А., к которому написано это письмо, прочитав посвященный ему рассказ, сказал, что он написал бы рассказ от своего имени, в котором все выглядело бы наоборот. Зачем? В споре никогда не рождается истина. В споре не рождается ничего, кроме обид. Тем более в споре о любви.
С А., к которому написано это письмо, я пережила перламутровые отношения.

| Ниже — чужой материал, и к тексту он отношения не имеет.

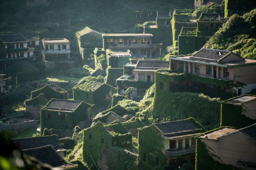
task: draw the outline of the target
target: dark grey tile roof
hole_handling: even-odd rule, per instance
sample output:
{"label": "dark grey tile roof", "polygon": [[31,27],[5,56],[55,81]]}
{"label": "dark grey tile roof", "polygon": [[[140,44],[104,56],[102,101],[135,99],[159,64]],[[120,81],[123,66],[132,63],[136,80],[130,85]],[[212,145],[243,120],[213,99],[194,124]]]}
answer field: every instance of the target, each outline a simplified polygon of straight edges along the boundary
{"label": "dark grey tile roof", "polygon": [[166,61],[138,61],[135,70],[157,70],[169,67],[170,63]]}
{"label": "dark grey tile roof", "polygon": [[154,124],[164,136],[168,137],[195,133],[204,131],[204,128],[193,119]]}
{"label": "dark grey tile roof", "polygon": [[13,139],[21,150],[51,145],[56,150],[62,149],[58,135],[40,136]]}
{"label": "dark grey tile roof", "polygon": [[256,123],[240,129],[239,131],[256,141]]}
{"label": "dark grey tile roof", "polygon": [[47,104],[46,107],[48,109],[57,109],[70,111],[76,109],[82,102],[82,101],[77,100],[52,99]]}
{"label": "dark grey tile roof", "polygon": [[211,60],[212,61],[217,62],[230,52],[230,51],[203,48],[192,55],[190,58],[191,59],[199,58],[205,60]]}
{"label": "dark grey tile roof", "polygon": [[26,41],[26,38],[20,34],[1,35],[0,38],[5,42],[25,41]]}
{"label": "dark grey tile roof", "polygon": [[52,166],[62,164],[65,162],[50,145],[23,150],[21,152],[28,156],[34,157],[42,163]]}

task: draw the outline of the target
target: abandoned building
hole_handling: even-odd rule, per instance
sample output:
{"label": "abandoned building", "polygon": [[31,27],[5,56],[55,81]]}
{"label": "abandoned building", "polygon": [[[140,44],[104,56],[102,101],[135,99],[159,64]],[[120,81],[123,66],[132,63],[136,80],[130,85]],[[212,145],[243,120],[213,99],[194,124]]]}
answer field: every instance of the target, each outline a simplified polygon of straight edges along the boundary
{"label": "abandoned building", "polygon": [[256,123],[256,96],[244,94],[221,102],[221,126],[241,128]]}
{"label": "abandoned building", "polygon": [[32,91],[30,98],[35,98],[40,94],[44,94],[44,97],[48,100],[53,98],[68,99],[68,92],[55,84],[46,84],[41,88]]}
{"label": "abandoned building", "polygon": [[222,127],[196,137],[196,168],[222,165],[238,169],[255,169],[255,131],[254,124],[238,130]]}
{"label": "abandoned building", "polygon": [[84,80],[73,88],[74,100],[82,100],[96,106],[109,104],[115,88],[106,83]]}
{"label": "abandoned building", "polygon": [[[194,164],[194,137],[204,131],[202,125],[192,117],[139,128],[139,157],[159,169],[165,166],[170,169],[177,168],[184,162]],[[150,142],[146,142],[149,141]]]}
{"label": "abandoned building", "polygon": [[101,33],[86,27],[76,33],[78,48],[82,58],[86,61],[95,48],[102,47]]}
{"label": "abandoned building", "polygon": [[206,87],[232,94],[234,90],[239,96],[256,88],[256,76],[251,74],[256,69],[256,60],[243,58],[230,51],[202,48],[192,56],[169,59],[171,70],[202,77],[200,80],[194,78],[194,82],[188,82],[189,86],[196,86],[195,82],[205,83]]}
{"label": "abandoned building", "polygon": [[77,165],[66,162],[51,145],[24,149],[22,150],[21,152],[56,169],[70,170],[77,168]]}
{"label": "abandoned building", "polygon": [[103,48],[129,49],[134,58],[155,58],[160,57],[162,44],[152,44],[151,34],[102,34]]}
{"label": "abandoned building", "polygon": [[[154,84],[155,71],[169,66],[169,61],[152,60],[138,60],[136,65],[127,64],[124,65],[125,74],[116,80],[118,93],[123,95],[128,88],[132,87],[133,91],[130,97],[139,100],[144,96],[147,89]],[[130,68],[134,68],[132,73],[129,70]]]}
{"label": "abandoned building", "polygon": [[42,43],[43,61],[67,60],[70,58],[70,41],[66,38],[44,39]]}
{"label": "abandoned building", "polygon": [[44,94],[40,94],[35,98],[26,100],[24,102],[26,112],[32,114],[34,119],[40,119],[40,109],[49,102],[44,96]]}
{"label": "abandoned building", "polygon": [[61,147],[59,137],[57,135],[14,139],[15,143],[21,150],[51,145],[58,154],[64,157],[65,150]]}
{"label": "abandoned building", "polygon": [[21,34],[0,35],[0,63],[4,68],[18,61],[35,60],[34,48]]}
{"label": "abandoned building", "polygon": [[90,117],[92,106],[83,101],[52,99],[41,109],[41,133],[45,128],[72,129]]}

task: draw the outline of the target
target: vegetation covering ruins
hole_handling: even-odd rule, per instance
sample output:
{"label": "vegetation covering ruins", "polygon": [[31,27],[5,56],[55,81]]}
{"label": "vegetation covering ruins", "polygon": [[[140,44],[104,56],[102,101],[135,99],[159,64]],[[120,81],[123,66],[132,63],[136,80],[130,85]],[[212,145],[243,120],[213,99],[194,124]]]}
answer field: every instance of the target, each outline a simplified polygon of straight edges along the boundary
{"label": "vegetation covering ruins", "polygon": [[256,18],[253,0],[0,0],[0,169],[254,169]]}

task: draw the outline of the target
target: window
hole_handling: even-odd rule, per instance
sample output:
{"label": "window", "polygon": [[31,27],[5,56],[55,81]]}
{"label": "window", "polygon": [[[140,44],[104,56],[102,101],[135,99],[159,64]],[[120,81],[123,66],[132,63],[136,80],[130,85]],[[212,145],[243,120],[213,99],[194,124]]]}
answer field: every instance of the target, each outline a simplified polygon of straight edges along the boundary
{"label": "window", "polygon": [[110,38],[110,39],[109,39],[109,42],[110,44],[114,44],[114,41],[113,39]]}
{"label": "window", "polygon": [[12,58],[12,54],[10,53],[8,53],[7,54],[7,57],[8,59],[10,59]]}
{"label": "window", "polygon": [[180,61],[180,70],[182,71],[184,71],[184,62]]}
{"label": "window", "polygon": [[157,166],[159,165],[159,158],[157,157],[156,158],[156,164]]}
{"label": "window", "polygon": [[142,44],[146,44],[146,39],[144,38],[141,39],[141,43]]}
{"label": "window", "polygon": [[223,77],[226,78],[229,77],[229,70],[228,68],[223,68]]}
{"label": "window", "polygon": [[164,82],[160,82],[160,89],[164,90]]}
{"label": "window", "polygon": [[122,38],[119,38],[118,39],[118,43],[122,44],[124,43],[124,39]]}
{"label": "window", "polygon": [[47,117],[47,119],[50,119],[51,118],[51,115],[52,114],[50,113],[46,113],[46,117]]}
{"label": "window", "polygon": [[195,67],[195,72],[199,73],[200,73],[200,64],[196,64]]}
{"label": "window", "polygon": [[212,74],[212,66],[206,65],[206,74]]}
{"label": "window", "polygon": [[176,140],[171,140],[170,141],[170,149],[173,149],[176,148]]}
{"label": "window", "polygon": [[60,115],[60,117],[61,117],[62,120],[66,120],[66,114],[62,114]]}
{"label": "window", "polygon": [[66,44],[62,44],[61,45],[61,49],[67,49],[67,45]]}

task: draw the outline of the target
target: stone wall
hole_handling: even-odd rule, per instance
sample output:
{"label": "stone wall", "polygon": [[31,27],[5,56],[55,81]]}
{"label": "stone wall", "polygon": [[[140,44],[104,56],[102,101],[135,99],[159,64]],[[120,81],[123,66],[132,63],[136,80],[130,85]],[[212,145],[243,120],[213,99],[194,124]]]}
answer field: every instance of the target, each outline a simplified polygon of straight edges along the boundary
{"label": "stone wall", "polygon": [[[8,131],[13,135],[17,135],[26,131],[32,127],[36,127],[36,120],[30,120],[27,121],[15,124],[8,125],[4,123],[0,124],[0,131]],[[35,131],[35,133],[36,131]]]}

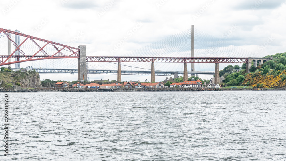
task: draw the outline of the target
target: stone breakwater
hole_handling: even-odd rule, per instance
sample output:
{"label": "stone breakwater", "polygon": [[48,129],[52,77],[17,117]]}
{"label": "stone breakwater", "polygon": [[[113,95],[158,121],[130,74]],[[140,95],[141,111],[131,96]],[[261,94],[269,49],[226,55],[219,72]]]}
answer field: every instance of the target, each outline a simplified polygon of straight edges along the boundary
{"label": "stone breakwater", "polygon": [[0,90],[0,92],[89,92],[104,91],[220,91],[219,88],[39,88],[29,89],[22,88],[21,91],[14,91],[13,89]]}
{"label": "stone breakwater", "polygon": [[221,91],[219,88],[118,88],[117,91],[135,91],[150,92],[167,91]]}
{"label": "stone breakwater", "polygon": [[0,92],[36,92],[38,90],[36,89],[22,89],[21,91],[15,91],[14,89],[1,89]]}

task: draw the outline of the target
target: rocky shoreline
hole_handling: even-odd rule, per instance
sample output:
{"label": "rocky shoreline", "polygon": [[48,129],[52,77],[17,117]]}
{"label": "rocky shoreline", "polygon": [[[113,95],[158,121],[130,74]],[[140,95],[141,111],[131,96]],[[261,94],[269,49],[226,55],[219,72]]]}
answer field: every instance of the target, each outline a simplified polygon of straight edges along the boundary
{"label": "rocky shoreline", "polygon": [[22,88],[21,91],[14,91],[13,89],[0,90],[0,92],[88,92],[105,91],[219,91],[222,90],[219,88],[38,88],[28,89]]}
{"label": "rocky shoreline", "polygon": [[139,91],[139,92],[184,92],[184,91],[221,91],[231,90],[268,91],[285,90],[285,88],[269,89],[265,88],[252,89],[223,89],[213,88],[22,88],[21,90],[15,91],[13,89],[1,89],[0,92],[102,92],[107,91]]}

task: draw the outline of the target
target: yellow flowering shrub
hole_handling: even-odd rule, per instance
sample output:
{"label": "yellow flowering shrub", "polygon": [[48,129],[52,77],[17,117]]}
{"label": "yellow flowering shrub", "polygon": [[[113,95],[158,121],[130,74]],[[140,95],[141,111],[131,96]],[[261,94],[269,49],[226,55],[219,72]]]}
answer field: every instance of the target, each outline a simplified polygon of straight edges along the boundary
{"label": "yellow flowering shrub", "polygon": [[[286,74],[286,70],[281,71],[281,73],[276,77],[269,73],[263,76],[261,75],[262,72],[262,71],[247,74],[245,77],[245,79],[243,83],[246,84],[247,82],[249,81],[250,83],[249,86],[253,87],[256,87],[259,83],[263,83],[264,84],[263,88],[282,88],[286,87],[286,80],[282,81],[282,77],[280,76],[283,74]],[[252,76],[255,74],[256,76],[252,77]],[[253,81],[251,82],[253,80]]]}

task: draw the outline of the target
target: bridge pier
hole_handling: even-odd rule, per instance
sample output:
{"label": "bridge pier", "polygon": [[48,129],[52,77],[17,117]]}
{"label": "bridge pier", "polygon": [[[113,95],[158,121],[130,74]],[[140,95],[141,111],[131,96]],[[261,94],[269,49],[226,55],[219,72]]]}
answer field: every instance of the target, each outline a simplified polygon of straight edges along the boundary
{"label": "bridge pier", "polygon": [[78,64],[78,80],[87,80],[86,72],[86,46],[79,46],[80,58]]}
{"label": "bridge pier", "polygon": [[220,82],[219,66],[219,63],[215,63],[215,71],[214,71],[214,83],[219,83]]}
{"label": "bridge pier", "polygon": [[155,82],[155,65],[154,62],[151,63],[151,82]]}
{"label": "bridge pier", "polygon": [[[10,33],[8,33],[8,36],[11,38],[11,34]],[[11,55],[11,41],[10,39],[8,39],[8,55]],[[11,58],[10,58],[8,59],[8,63],[11,62]],[[11,67],[11,64],[8,65],[8,67]]]}
{"label": "bridge pier", "polygon": [[246,66],[245,67],[245,73],[249,73],[250,72],[250,71],[249,71],[249,69],[251,67],[251,62],[249,62],[249,60],[248,63],[246,63]]}
{"label": "bridge pier", "polygon": [[178,77],[178,75],[179,73],[178,72],[175,72],[174,73],[174,79],[175,79]]}
{"label": "bridge pier", "polygon": [[[194,42],[194,25],[192,25],[192,42],[191,47],[191,57],[195,57],[195,42]],[[195,63],[191,63],[191,71],[195,71]],[[192,77],[194,76],[194,74],[192,74],[191,75]]]}
{"label": "bridge pier", "polygon": [[184,78],[183,80],[188,81],[188,63],[185,62],[184,63]]}
{"label": "bridge pier", "polygon": [[121,65],[120,62],[117,64],[117,82],[121,82]]}

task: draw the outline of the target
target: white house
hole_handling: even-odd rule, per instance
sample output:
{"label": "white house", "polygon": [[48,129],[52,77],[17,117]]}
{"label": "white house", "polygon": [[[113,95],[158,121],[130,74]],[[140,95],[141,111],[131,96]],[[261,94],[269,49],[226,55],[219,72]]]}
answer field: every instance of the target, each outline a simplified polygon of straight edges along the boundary
{"label": "white house", "polygon": [[[192,79],[192,80],[194,80]],[[202,87],[202,83],[200,80],[194,80],[191,81],[184,81],[182,84],[182,87],[183,88],[188,87]]]}
{"label": "white house", "polygon": [[214,83],[209,83],[207,84],[206,85],[206,87],[209,87],[210,88],[221,88],[219,84],[214,84]]}
{"label": "white house", "polygon": [[170,85],[170,87],[182,87],[182,82],[176,82],[172,83]]}

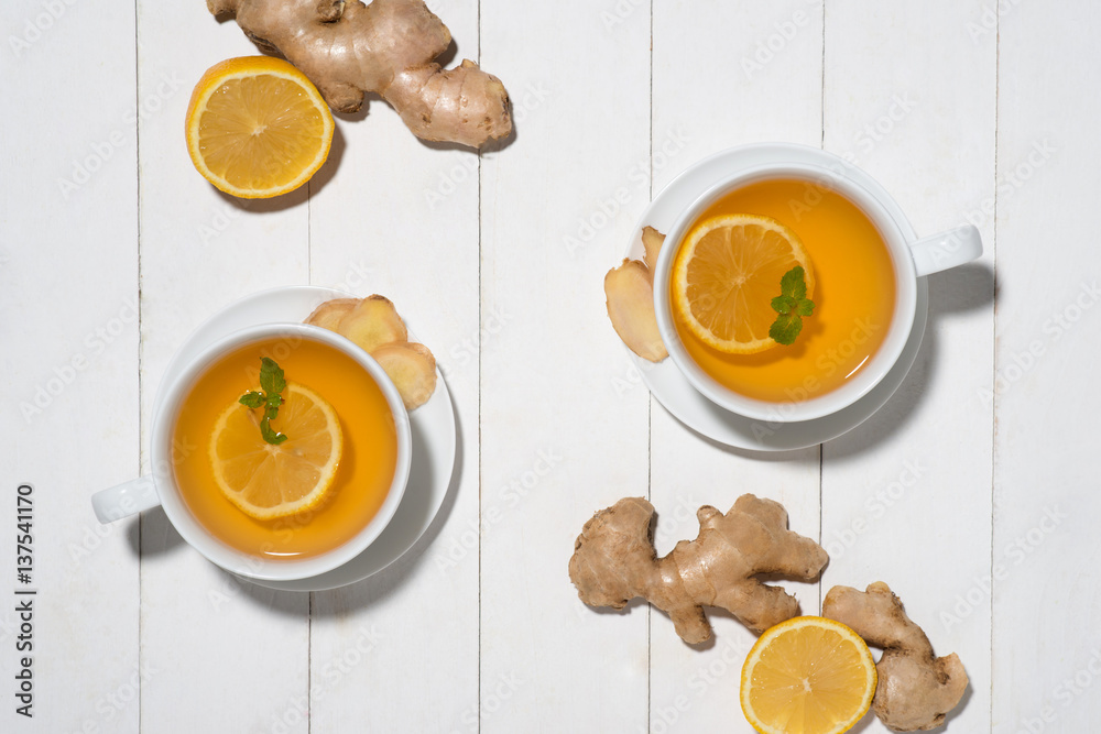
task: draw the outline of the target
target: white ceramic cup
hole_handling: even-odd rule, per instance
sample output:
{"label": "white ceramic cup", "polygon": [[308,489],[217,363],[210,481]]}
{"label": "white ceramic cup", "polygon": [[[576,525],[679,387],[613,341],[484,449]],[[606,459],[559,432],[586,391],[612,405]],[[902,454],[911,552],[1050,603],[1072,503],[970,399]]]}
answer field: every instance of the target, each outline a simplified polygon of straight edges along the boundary
{"label": "white ceramic cup", "polygon": [[[315,341],[344,352],[362,369],[364,377],[370,376],[382,390],[397,431],[397,462],[394,478],[379,512],[350,540],[318,556],[301,560],[264,560],[258,556],[241,552],[211,535],[187,510],[172,470],[172,431],[183,399],[201,373],[221,355],[247,344],[270,339],[285,339],[293,348],[298,340]],[[110,523],[133,515],[156,505],[164,508],[172,525],[192,547],[221,568],[247,578],[290,581],[308,579],[342,566],[362,552],[379,537],[390,523],[405,492],[410,474],[412,437],[408,414],[386,373],[370,354],[344,337],[306,324],[264,324],[231,333],[187,362],[172,380],[162,387],[164,399],[153,416],[150,458],[152,473],[118,486],[97,492],[91,497],[96,517],[101,523]],[[201,447],[205,449],[205,447]]]}
{"label": "white ceramic cup", "polygon": [[[774,163],[753,165],[718,182],[676,219],[662,248],[654,273],[654,310],[662,340],[674,364],[712,403],[748,418],[795,423],[821,418],[866,395],[895,364],[909,339],[917,316],[917,278],[970,262],[982,254],[979,230],[971,224],[911,241],[896,219],[901,209],[868,174],[831,153],[804,145],[768,145]],[[840,387],[806,399],[782,403],[741,395],[720,384],[689,357],[677,335],[669,302],[669,277],[677,250],[698,217],[732,189],[766,179],[802,179],[811,187],[832,189],[857,205],[879,230],[894,265],[895,305],[891,326],[869,363]],[[892,212],[900,212],[893,215]]]}

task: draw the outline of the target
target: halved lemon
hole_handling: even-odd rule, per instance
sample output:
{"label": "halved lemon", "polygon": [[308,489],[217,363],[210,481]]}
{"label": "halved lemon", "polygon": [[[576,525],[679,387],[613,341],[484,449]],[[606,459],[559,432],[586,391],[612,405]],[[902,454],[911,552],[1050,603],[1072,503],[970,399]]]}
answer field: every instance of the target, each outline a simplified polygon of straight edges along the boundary
{"label": "halved lemon", "polygon": [[875,662],[852,629],[798,616],[761,635],[742,667],[742,712],[762,734],[840,734],[868,713]]}
{"label": "halved lemon", "polygon": [[780,281],[803,266],[815,291],[810,258],[798,235],[770,217],[724,215],[696,224],[673,264],[673,311],[704,343],[728,354],[753,354],[776,341],[772,299]]}
{"label": "halved lemon", "polygon": [[329,154],[333,114],[292,64],[244,56],[215,64],[187,107],[187,151],[216,187],[246,199],[292,191]]}
{"label": "halved lemon", "polygon": [[287,440],[264,441],[262,415],[262,409],[233,403],[218,416],[209,448],[218,489],[257,519],[286,517],[320,504],[344,448],[336,410],[314,391],[290,382],[271,421]]}

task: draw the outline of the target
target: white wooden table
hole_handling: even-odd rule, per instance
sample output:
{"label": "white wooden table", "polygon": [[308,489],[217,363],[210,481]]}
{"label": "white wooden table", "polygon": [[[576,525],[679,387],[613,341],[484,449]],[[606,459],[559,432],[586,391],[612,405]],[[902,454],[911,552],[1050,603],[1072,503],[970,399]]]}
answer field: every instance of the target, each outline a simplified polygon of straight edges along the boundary
{"label": "white wooden table", "polygon": [[[0,731],[749,732],[753,642],[711,614],[585,607],[581,524],[743,492],[831,552],[822,590],[887,581],[971,688],[952,732],[1088,732],[1101,713],[1098,219],[1101,8],[1088,0],[434,0],[457,57],[512,94],[515,141],[415,140],[384,103],[330,161],[243,206],[194,171],[190,89],[255,53],[200,0],[0,10]],[[930,277],[918,361],[866,424],[786,454],[727,450],[637,381],[601,282],[652,195],[698,158],[791,141],[851,153],[927,234],[981,262]],[[393,298],[439,358],[457,481],[395,566],[330,592],[236,581],[161,511],[101,527],[94,490],[146,461],[174,349],[242,295]],[[15,713],[17,493],[33,485],[33,719]],[[885,731],[871,716],[864,732]]]}

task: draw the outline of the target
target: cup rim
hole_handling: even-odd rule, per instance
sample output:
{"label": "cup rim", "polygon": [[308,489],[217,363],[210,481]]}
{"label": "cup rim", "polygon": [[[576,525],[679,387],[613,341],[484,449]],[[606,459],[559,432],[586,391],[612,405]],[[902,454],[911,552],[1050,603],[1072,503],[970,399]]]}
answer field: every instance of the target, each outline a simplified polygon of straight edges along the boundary
{"label": "cup rim", "polygon": [[[738,415],[767,421],[798,423],[822,418],[852,405],[871,392],[897,362],[917,314],[917,272],[909,245],[908,226],[898,221],[897,204],[877,182],[843,158],[819,149],[786,146],[774,161],[732,172],[712,184],[682,211],[671,227],[654,272],[654,311],[658,332],[669,357],[688,382],[718,406]],[[674,325],[668,288],[673,261],[680,240],[700,213],[733,188],[776,178],[825,183],[854,204],[876,228],[895,273],[895,307],[887,336],[864,370],[844,385],[803,401],[767,402],[741,395],[707,374],[689,357]]]}
{"label": "cup rim", "polygon": [[[176,486],[172,471],[172,429],[181,401],[195,384],[195,380],[214,360],[238,347],[271,338],[296,336],[333,347],[355,360],[379,385],[394,417],[397,435],[397,458],[394,476],[382,505],[371,519],[346,543],[317,556],[301,560],[269,561],[259,556],[237,550],[210,534],[192,515]],[[412,431],[408,413],[401,395],[382,366],[363,349],[347,338],[309,324],[272,322],[250,326],[229,333],[209,344],[189,360],[164,394],[161,407],[153,417],[150,457],[153,480],[165,515],[176,532],[189,546],[216,566],[251,579],[293,581],[319,576],[347,563],[366,550],[393,519],[405,493],[412,462]]]}

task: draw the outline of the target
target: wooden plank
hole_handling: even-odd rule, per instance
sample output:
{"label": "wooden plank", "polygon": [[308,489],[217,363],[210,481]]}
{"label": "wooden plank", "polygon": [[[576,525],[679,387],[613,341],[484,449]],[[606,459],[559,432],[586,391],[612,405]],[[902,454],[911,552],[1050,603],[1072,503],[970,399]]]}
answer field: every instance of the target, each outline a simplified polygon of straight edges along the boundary
{"label": "wooden plank", "polygon": [[[194,169],[183,139],[192,87],[255,55],[203,3],[138,4],[142,431],[172,353],[233,299],[308,280],[306,190],[248,204]],[[182,43],[181,39],[187,39]],[[308,596],[236,580],[184,545],[161,511],[142,522],[142,731],[307,731]],[[186,691],[186,695],[181,695]],[[285,728],[280,728],[282,722]],[[290,722],[290,723],[288,723]]]}
{"label": "wooden plank", "polygon": [[[826,9],[825,146],[876,177],[919,235],[994,196],[995,47],[968,31],[980,12],[947,0]],[[942,623],[956,594],[990,573],[992,410],[974,396],[992,372],[993,232],[989,219],[975,223],[986,253],[928,278],[929,325],[906,382],[824,447],[822,589],[886,581],[936,650],[967,667],[972,688],[952,727],[985,731],[989,595],[964,623]]]}
{"label": "wooden plank", "polygon": [[[436,12],[456,41],[453,63],[477,59],[477,2]],[[413,550],[361,583],[314,594],[310,725],[466,731],[478,712],[478,344],[497,328],[479,314],[479,158],[422,143],[382,101],[361,117],[338,121],[340,165],[319,190],[312,184],[312,282],[393,299],[446,375],[460,456],[451,494]]]}
{"label": "wooden plank", "polygon": [[135,732],[135,525],[88,501],[138,473],[133,4],[4,3],[0,26],[0,730]]}
{"label": "wooden plank", "polygon": [[483,65],[517,105],[482,161],[482,316],[512,318],[481,351],[483,733],[646,726],[645,609],[596,613],[567,576],[581,525],[647,475],[601,283],[646,202],[650,22],[610,9],[481,3]]}
{"label": "wooden plank", "polygon": [[1101,310],[1095,218],[1082,191],[1092,190],[1101,143],[1080,121],[1101,109],[1086,92],[1097,84],[1101,14],[1079,1],[1055,13],[1006,4],[998,19],[992,723],[996,732],[1087,731],[1097,726],[1101,671],[1101,550],[1087,539],[1101,510],[1089,469]]}
{"label": "wooden plank", "polygon": [[[654,193],[699,158],[753,142],[821,141],[820,2],[705,2],[691,13],[654,3]],[[684,150],[668,155],[669,141]],[[668,160],[666,164],[665,161]],[[651,423],[651,497],[658,552],[698,532],[696,510],[728,511],[744,493],[784,504],[791,527],[818,537],[818,449],[764,454],[729,449],[687,429],[656,401]],[[784,584],[816,613],[817,584]],[[684,644],[668,617],[651,615],[652,732],[751,732],[738,702],[742,662],[755,637],[709,611],[715,636]]]}

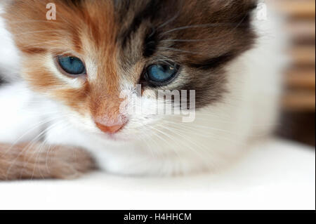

Слово «перламутровый» катится, как волна, вытягивает губы, как поцелуй, в нем заключены акварельная пестрота и игра световых плоскостей, как в поворачиваемой раковине. Скоропостижные романы существуют для того, чтобы люди вышли из них более защищенными, чем вошли. У них не бывает сил изменить жизнь влюбленных, но достаточно средств, чтобы изменить их самооценку. Они придуманы как праздник, а праздник – это то, что строит, а не то, что рушит.
Когда мне было лет семнадцать, надо мной шефствовал один яркий шестидесятник. Он возился с моими стихами, снабжал запрещенной литературой, таскал во взрослые компании. Однажды я встретила парня, которому стала настырно объяснять, что мы хорошо знакомы. Перебрав все возможные варианты пересечений, мы призадумались.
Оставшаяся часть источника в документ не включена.